The EksoVest, which will give workers the power to lift heavy objects on site, will be launched in the UK in March next year.
A robotic vest designed to enable construction workers to lift heavy objects with reduced exposure to injury or muscle strain will launch in the UK next spring.
The EksoVest (pictured above), developed by California-based firm Ekso Bionics, is a form of exoskeleton, worn like a backpack, that can provide 2.3kg-6.8kg of vertical lift per arm when lifting tools or materials.
The device, which weighs 4.3kg, is being trialled by construction companies in the US and Canada, ready for production in September, with a UK rollout planned for March 2018.
The ability to augment upper body strength could open up construction careers to many more people, says Tom Mastaler, Ekso Bionics’ senior vice-president of business development.

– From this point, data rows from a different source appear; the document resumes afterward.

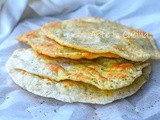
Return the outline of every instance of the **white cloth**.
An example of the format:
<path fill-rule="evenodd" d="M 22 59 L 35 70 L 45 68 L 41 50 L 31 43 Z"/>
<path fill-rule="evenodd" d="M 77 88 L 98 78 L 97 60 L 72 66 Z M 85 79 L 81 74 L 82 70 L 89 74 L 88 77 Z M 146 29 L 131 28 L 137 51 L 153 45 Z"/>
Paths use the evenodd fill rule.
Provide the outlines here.
<path fill-rule="evenodd" d="M 160 48 L 158 0 L 0 0 L 0 120 L 156 120 L 160 118 L 160 60 L 151 60 L 150 80 L 135 95 L 108 105 L 64 103 L 31 94 L 8 76 L 5 64 L 22 33 L 58 20 L 96 16 L 154 35 Z M 44 101 L 44 102 L 43 102 Z"/>

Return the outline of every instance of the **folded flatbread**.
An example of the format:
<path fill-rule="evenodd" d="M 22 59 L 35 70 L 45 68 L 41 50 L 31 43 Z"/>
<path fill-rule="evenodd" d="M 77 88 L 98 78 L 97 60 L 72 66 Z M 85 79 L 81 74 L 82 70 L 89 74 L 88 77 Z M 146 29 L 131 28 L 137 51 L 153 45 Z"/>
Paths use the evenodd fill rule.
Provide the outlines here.
<path fill-rule="evenodd" d="M 51 58 L 33 51 L 18 49 L 8 60 L 8 66 L 55 81 L 66 79 L 92 84 L 99 89 L 113 90 L 128 86 L 142 75 L 148 62 L 125 59 L 97 58 L 72 60 Z"/>
<path fill-rule="evenodd" d="M 160 59 L 152 35 L 101 18 L 51 22 L 42 31 L 63 46 L 91 53 L 113 53 L 132 61 Z"/>
<path fill-rule="evenodd" d="M 56 41 L 46 37 L 41 30 L 24 33 L 23 35 L 18 37 L 17 40 L 31 45 L 33 50 L 50 57 L 64 57 L 71 59 L 94 59 L 98 57 L 119 58 L 118 55 L 112 53 L 96 54 L 62 46 Z"/>

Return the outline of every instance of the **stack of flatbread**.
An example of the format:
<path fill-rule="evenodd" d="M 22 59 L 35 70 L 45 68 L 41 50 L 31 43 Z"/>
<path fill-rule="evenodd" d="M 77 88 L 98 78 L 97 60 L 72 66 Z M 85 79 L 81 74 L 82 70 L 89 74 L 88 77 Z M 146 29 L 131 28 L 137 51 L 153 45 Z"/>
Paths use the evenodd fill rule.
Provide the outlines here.
<path fill-rule="evenodd" d="M 148 81 L 149 58 L 160 59 L 152 35 L 101 18 L 47 23 L 17 40 L 7 71 L 22 88 L 65 102 L 106 104 Z"/>

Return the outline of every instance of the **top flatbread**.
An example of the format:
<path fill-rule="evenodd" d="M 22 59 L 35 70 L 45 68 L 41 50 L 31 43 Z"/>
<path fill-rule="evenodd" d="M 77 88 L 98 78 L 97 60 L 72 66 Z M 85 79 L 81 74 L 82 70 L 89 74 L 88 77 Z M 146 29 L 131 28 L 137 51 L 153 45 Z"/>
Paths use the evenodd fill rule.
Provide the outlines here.
<path fill-rule="evenodd" d="M 32 49 L 19 49 L 13 53 L 7 65 L 55 81 L 70 79 L 92 84 L 100 89 L 113 90 L 132 84 L 149 63 L 109 58 L 50 58 L 37 54 Z"/>
<path fill-rule="evenodd" d="M 41 30 L 35 30 L 31 32 L 27 32 L 17 40 L 25 42 L 32 46 L 32 48 L 44 55 L 50 57 L 65 57 L 71 59 L 93 59 L 98 57 L 109 57 L 109 58 L 118 58 L 118 55 L 112 53 L 90 53 L 82 50 L 77 50 L 74 48 L 69 48 L 58 44 L 56 41 L 49 39 L 44 35 Z"/>
<path fill-rule="evenodd" d="M 160 59 L 152 35 L 100 18 L 52 22 L 42 31 L 59 44 L 79 50 L 114 53 L 132 61 Z"/>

“Our device removes the brute force nature of the job, making smaller workers capable of doing what only larger workers were able to in the past,” he says. “For many companies it will overcome the problem of workers’ bodies being gradually broken down over a 20-25-year period, resulting in early retirement or the need to move into other jobs to avoid injuries or surgery.”
The EksoVest is secured to the hips and incorporates two mechanical shoulders that follow the movement of the upper body as the worker carries out tasks. As the elbows rise to chest level or above, a gas spring engages to provide up to 6.8kg of vertical lift per arm to provide additional support for tools or parts.

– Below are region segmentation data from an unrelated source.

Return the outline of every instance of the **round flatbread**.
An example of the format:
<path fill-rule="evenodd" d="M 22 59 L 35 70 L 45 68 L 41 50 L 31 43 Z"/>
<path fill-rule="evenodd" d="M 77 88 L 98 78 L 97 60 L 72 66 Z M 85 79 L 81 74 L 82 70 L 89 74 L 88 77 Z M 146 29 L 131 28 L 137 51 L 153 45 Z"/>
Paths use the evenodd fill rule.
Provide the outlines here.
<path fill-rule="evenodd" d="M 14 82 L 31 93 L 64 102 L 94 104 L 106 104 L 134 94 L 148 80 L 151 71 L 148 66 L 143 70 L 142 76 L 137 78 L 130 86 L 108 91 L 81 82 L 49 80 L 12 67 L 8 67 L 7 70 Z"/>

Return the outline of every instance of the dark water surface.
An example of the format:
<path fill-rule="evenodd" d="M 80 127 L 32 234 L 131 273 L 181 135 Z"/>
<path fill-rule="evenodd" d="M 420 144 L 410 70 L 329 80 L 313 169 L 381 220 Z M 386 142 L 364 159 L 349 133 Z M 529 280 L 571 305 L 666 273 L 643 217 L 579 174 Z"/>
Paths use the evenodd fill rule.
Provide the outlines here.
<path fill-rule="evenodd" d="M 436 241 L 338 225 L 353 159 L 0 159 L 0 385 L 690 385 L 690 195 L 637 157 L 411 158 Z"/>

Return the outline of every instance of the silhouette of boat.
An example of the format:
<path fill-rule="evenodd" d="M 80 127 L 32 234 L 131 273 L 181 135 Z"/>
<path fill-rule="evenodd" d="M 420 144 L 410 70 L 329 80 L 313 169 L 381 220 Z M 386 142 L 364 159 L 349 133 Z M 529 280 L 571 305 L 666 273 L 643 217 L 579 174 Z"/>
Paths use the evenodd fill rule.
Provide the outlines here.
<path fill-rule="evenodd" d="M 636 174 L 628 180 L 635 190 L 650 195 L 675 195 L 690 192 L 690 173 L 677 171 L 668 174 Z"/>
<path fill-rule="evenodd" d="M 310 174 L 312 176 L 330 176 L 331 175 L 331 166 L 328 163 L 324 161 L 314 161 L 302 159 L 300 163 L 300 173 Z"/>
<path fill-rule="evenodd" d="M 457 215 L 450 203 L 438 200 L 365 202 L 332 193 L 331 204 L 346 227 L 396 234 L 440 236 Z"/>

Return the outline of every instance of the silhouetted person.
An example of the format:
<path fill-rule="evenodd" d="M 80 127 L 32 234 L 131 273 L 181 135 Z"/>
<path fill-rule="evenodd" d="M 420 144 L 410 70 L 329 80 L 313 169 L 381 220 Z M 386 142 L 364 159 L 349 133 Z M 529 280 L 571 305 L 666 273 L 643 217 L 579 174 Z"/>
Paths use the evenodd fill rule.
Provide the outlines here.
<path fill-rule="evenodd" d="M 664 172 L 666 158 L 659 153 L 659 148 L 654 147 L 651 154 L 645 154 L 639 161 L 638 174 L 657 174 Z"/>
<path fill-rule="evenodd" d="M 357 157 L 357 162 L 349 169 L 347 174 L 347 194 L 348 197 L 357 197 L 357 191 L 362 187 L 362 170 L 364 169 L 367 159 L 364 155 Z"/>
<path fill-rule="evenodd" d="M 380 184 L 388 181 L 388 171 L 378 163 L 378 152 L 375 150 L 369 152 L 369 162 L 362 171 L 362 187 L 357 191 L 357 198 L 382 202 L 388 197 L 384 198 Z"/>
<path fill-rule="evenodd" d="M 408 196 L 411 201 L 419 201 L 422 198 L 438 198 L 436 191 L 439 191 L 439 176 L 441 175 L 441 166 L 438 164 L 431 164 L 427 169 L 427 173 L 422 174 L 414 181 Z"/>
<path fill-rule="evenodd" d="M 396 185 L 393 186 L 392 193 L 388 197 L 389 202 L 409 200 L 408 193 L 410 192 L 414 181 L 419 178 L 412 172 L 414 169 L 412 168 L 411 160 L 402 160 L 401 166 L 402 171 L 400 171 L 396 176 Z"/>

A key aim is to reduce the risk of injury to workers that have to work overhead for long periods of time, who experience strain in the lower neck, upper back, shoulders and arms.
Mastaler explains: “University studies on the vest suggest a 20% to 45% reduction in muscle fatigue associated with the work task, depending on the size and shape of the worker.”
The system has knock-on benefits for productivity and quality, he adds: “It enables the worker to focus on accomplishing the task at hand rather have to take frequent breaks to recover strength. The quality of work is also higher because they are not becoming fatigued and can ensure the work is done correctly.”
EksoVest has a list price of US$6,000 (£4,640) and will be sold with a range of “soft goods” to make it comfortable for different-sized workers for different applications.
At the same time the firm will launch the EksoZeroG gravity balancing arm in Britain, a steel device erected next to the worker that enables them to easily lift and operate heavy power tools weighing up to 16kg.
The company is also prototyping a full-body Iron Man-style version of the EksoVest, expected to launch by mid-2019, that would allow builders to carry heavy loads around a site without the need for specialist vehicles.
The suit would need to incorporate “a lot of electronics and control systems” to enable users, says Mastaler: “Developing the suit for construction sites will be tricky and the uneven ground must be incorporated into how the system manages the load and forces and velocities associated with moving it.”